I work a lot with outreach, both as a sender and receiver, and try to implement only healthy practices. Before all, I am not a saint, as the outreach is not perfect. Many consider it to be annoying. 

How would you react to a writer knocking on your door and asking to read his article? If it is a workplace, you would ask a receptionist to say that you went for dinner or were busy. 

If someone knocks on your home or your holiday room door, what would you do? Right, send them away. Why? It is unprofessional and violates all the things mentioned before.

In my defense, I would say that I use a business email finder that looks for corporate emails. I fully understand that people would be cautious about messages from a person they don’t know. Besides, people usually keep their emails, phone numbers, and addresses under the radar. However, there is still a way to do it right.

Approach with tact 

The importance of business communication comes from the impact on the sender. If you want to make the right impression even though your email will intrude on the recipient’s box, you should prepare your message and introduction. It comes in line with a tip on assertiveness: underline what your message really conveys, not the meaning one may think. Thus, show empathy and understanding of the situation.

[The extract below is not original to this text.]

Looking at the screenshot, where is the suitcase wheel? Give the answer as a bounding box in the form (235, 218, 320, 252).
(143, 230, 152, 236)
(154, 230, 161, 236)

Listen and observe to understand the needs

Assertiveness requires keeping boundaries. For this purpose, you should know them. Following, you either listen to them or do research. What for? To understand their needs and look from their viewpoint. If you know them, you can start with the answer to their demands, developing their interest. 

Be attentive and curious

Assertive communication in outreach is about showing confidence in what you offer and being attentive to the recipient. I mean paying attention to the recipient and designing an approach with the belief that you can help each other. Yet, it requires curiosity and readiness to explore their profiles or answers.

Summing up, there is a clear line between assertive and aggressive communication. I would say that it refers to respect for the recipient and the appropriateness of the message. Be confident, but don’t overstep boundaries.